Being a city girl, Chellie had never before seen a bird that
large and majestic outside a zoo or a movie. Had it been a hawk? No. She’d seen
hawks. It had seemed way bigger than that, even from this distance. Most likely
a golden eagle. The guide book said that they nested in the high, wind-carved
spires in the red rocks of the ancient valley.
Goose bumps ran over her skin as she rubbed her arms and
slid the rest of the way down from the hood to dust off her slacks and climb
back into the high seat of the Escalade. Shifting out of park and swinging to
the right, she followed a barely discernible track in the windswept grass that
would—hopefully—lead her to the well-hidden cabin she’d caught sight of moments
ago. A giddy wave of excitement ran through her as she drew nearer to her
destination.
A sense of something about to happen trickled over her.
Hopefully
something good.
Maybe her life was taking an upswing—at least, she hoped it
was. Her inner voice kept telling her that things would be okay. And the fact
that it was stirring once again, deep inside, filled her with relief. Chellie
was utterly thrilled that her severely repressed sixth sense was beginning to
reassert itself. Happily, it was still alive and well after having been shoved
down deep and totally ignored for the past couple of years.
And whose fault was that?
her inner voice asked
huffily.
You can only blame your own pathetic stupidity for that,
girl.
She could only agree.
Usually she was calm, collected, and prided herself on being
rational and responsible.
Her actions over the past week could only be described as
totally irrational. Irresponsible.
Desperate, even?
She’d amazed herself
with her decision to run away. Chellie had never done anything so shockingly
unplanned before. But something had snapped inside her when she’d read the
“Dear Joan” letter from Karl, her now ex-fiancé. That rat-faced bastard! After
sitting numbly on her sofa for hours, tears streaming down her face as she
wallowed in feelings of total inadequacy, she had made a rather abrupt
decision. She’d decided that she wouldn’t just sit around, numbly accepting the
utter disappointment that she had felt as her perfect, well-planned future had
come tumbling down around her ears. Obviously she had been the only one
planning it. It was apparent now that he never had been involved in more than a
cursory manner.
And no way was she going back to the closed-up house in
Albany where he could so easily find her when his new flame dumped his sorry
ass. She had no illusions about what he would do when his new bed-pal found out
he had feet—and brains—of clay.
He’ll come hunting for me. Gullible, love-starved
Chellie.
Not if I can help it!
So she’d made a split-second decision to cut and run.
Self-preservation. Yep. That was one way to put it. Her inner voice had called
it being a chicken-shit. She had paid to have her things professionally packed
and placed in storage, moving everything out in one day, leaving his expensive
East Central Park apartment as empty and bare as it had been when she’d moved
in with him two years before.
She’d even given the canned goods she’d bought and the
frozen food she had purchased to the food bank as a donation. He could bring
his new lady friend home to a totally empty apartment with no food or
furniture—not even toilet paper. Just the way it had been when she’d moved in.

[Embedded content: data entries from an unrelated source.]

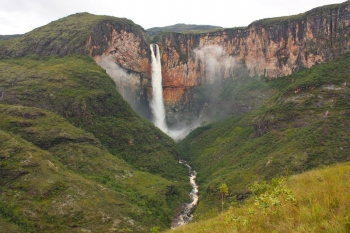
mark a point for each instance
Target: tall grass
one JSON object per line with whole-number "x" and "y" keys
{"x": 321, "y": 204}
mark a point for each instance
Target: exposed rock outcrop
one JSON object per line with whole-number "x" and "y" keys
{"x": 271, "y": 47}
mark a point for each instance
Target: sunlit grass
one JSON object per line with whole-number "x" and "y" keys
{"x": 322, "y": 205}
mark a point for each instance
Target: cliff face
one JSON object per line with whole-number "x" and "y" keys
{"x": 271, "y": 47}
{"x": 117, "y": 44}
{"x": 124, "y": 53}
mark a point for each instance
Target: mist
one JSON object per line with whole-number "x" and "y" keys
{"x": 128, "y": 85}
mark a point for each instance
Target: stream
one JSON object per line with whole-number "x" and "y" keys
{"x": 186, "y": 215}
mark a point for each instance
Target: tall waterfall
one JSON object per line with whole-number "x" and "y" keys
{"x": 157, "y": 103}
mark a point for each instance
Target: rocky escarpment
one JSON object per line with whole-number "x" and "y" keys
{"x": 117, "y": 44}
{"x": 271, "y": 47}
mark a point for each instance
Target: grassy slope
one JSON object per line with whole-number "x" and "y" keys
{"x": 44, "y": 189}
{"x": 68, "y": 35}
{"x": 322, "y": 205}
{"x": 97, "y": 122}
{"x": 291, "y": 133}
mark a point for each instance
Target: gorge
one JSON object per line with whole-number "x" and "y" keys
{"x": 88, "y": 102}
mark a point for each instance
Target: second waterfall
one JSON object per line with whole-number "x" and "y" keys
{"x": 157, "y": 104}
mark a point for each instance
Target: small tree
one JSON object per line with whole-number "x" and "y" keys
{"x": 224, "y": 191}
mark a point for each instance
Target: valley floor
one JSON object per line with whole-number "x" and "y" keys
{"x": 314, "y": 201}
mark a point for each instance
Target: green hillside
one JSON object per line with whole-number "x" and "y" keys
{"x": 315, "y": 201}
{"x": 98, "y": 157}
{"x": 56, "y": 177}
{"x": 68, "y": 35}
{"x": 303, "y": 126}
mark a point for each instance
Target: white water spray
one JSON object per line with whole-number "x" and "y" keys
{"x": 158, "y": 110}
{"x": 157, "y": 104}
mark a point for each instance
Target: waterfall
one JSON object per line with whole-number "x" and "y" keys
{"x": 157, "y": 104}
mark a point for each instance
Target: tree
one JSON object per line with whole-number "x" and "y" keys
{"x": 224, "y": 191}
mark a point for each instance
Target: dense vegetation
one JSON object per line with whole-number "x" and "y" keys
{"x": 68, "y": 35}
{"x": 315, "y": 201}
{"x": 8, "y": 37}
{"x": 91, "y": 165}
{"x": 303, "y": 126}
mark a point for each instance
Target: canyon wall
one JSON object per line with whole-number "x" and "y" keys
{"x": 270, "y": 47}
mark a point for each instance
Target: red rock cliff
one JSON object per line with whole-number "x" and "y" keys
{"x": 271, "y": 47}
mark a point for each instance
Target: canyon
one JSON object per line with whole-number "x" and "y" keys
{"x": 270, "y": 48}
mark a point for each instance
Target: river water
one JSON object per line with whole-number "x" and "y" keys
{"x": 186, "y": 216}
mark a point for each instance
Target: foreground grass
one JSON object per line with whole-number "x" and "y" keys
{"x": 321, "y": 203}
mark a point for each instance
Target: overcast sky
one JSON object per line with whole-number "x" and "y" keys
{"x": 21, "y": 16}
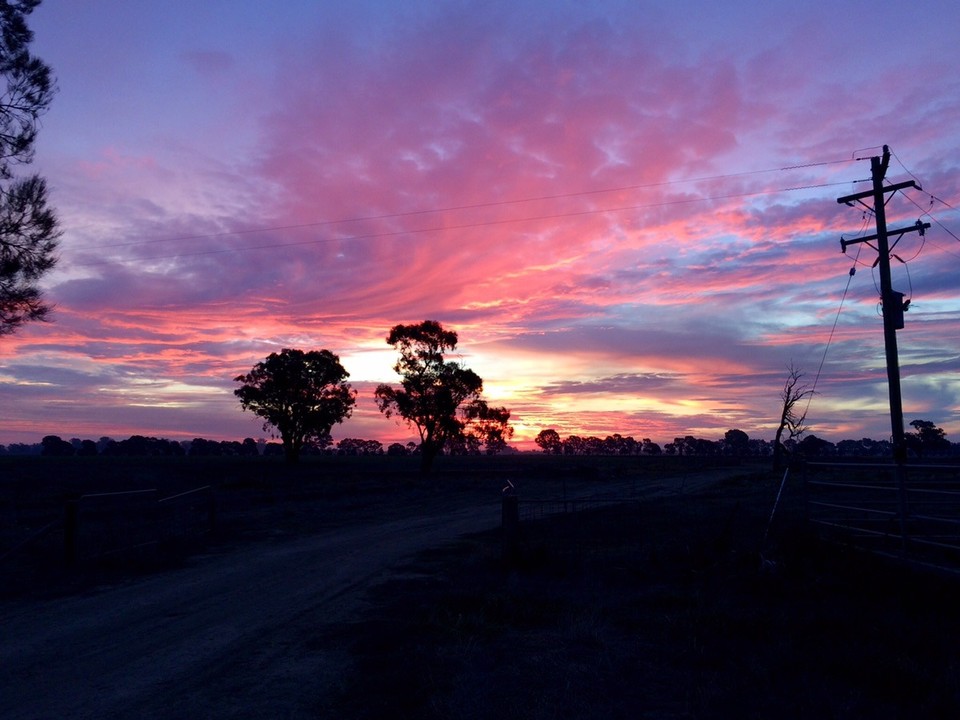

In a final fit of pique, she had taken a bottle of white shoe polish and
written a farewell note on the antique marble fireplace—“Have a wonderful life.
I hope your new friend has enough money to keep you in the style to which I
have accustomed you”.
Was that proper grammar? Aw, who the hell cares?
Oh how damn…used she felt. Yes, that was definitely the
word. But she’d walked into that mess with eyes wide open.
No one to blame
but yourself, girl
. She should have realized two years before that a man
living in a fancy upscale Manhattan apartment with not a stick of furniture
except a ratty recliner and a TV set would be a poor risk. For Pete’s sake!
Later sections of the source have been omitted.